Somehow Aberystwyth seems to me to be the last place a photographer would go for an interesting story, but London-based freelance Chloe Dewe Mathews has proved me wrong with her Hasidic Holiday: The Annual trip to Aberystwyth which appeared on Burn Magazine today.  Apparently around a thousand orthodox Jews have taken an annual holiday together there each August, staying in the student village for the last 20 years or more.

Obviously Mathews has succeeded in gaining the confidence of the families she has photographed and given us an insider view of a community which likes to keep itself. On her web site you you can also see another rather different story about an annual visit to the sea, when tens of thousands of European Roma make a pilgrimage to Saintes-Maries-de-la-Mer in late May for the festival of their patron saint, Black Sara. Her pictures from this are rather more emotional than those from Aberystwyth, but perhaps that is not surprising given the nature of the event.  But the Welsh work has a clarity of colour and a precision that appeals to me.

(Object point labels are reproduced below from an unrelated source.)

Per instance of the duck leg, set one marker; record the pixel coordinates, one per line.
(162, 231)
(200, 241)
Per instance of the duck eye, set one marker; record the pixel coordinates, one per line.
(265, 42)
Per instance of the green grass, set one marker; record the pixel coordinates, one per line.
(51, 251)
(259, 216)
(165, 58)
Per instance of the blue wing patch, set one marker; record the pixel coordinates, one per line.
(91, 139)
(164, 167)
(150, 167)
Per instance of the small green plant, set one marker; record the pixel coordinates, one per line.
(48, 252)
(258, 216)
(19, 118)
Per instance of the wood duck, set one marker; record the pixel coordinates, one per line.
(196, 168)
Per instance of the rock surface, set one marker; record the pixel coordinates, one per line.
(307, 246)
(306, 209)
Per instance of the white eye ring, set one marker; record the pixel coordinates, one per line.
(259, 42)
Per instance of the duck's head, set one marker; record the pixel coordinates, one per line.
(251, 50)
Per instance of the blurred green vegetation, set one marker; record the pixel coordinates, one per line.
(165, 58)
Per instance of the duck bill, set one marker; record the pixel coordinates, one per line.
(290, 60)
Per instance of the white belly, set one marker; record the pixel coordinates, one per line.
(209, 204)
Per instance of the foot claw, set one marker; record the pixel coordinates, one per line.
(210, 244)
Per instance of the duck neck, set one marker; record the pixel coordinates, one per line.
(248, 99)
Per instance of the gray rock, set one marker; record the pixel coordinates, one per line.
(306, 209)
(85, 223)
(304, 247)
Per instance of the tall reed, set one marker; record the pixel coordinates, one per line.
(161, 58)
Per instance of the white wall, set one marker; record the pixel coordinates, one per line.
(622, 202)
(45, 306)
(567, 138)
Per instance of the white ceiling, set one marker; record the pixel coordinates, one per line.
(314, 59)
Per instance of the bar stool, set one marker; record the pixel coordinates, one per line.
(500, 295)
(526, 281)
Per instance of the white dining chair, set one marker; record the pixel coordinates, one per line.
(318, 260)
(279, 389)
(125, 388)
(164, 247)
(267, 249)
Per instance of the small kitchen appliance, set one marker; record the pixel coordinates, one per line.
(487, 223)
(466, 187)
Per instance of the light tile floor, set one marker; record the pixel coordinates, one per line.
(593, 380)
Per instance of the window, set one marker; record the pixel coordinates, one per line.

There are a few pictures of the Jewish holidays by a Welsh photographer (who has also produced a book on Aberystwyth), Keith Morris, on the Welsh Photolibrary site (perhaps surprisingly, apparently the only 8 images on the site featuring Jewish people.)  Like the Guardian link in the above paragraph I think these are interesting simply as an illustration of the difference between competent library images and some excellent photojournalistic projects.

I  think it must be around 50 years since I last visited Aberystwyth, as a small boy with my family on a coach outing from an isolated village in mid-Wales where some of us were staying one summer.  It wasn’t quite like the outing in one of Dylan Thomas’s short stories, but there were some similarities.  We did eventually get there, after quite a few stops on the way, and about all I can remember about the place was that it seemed cold, windy, wet and grey. But it doesn’t quite look that way in Mathews’s pictures.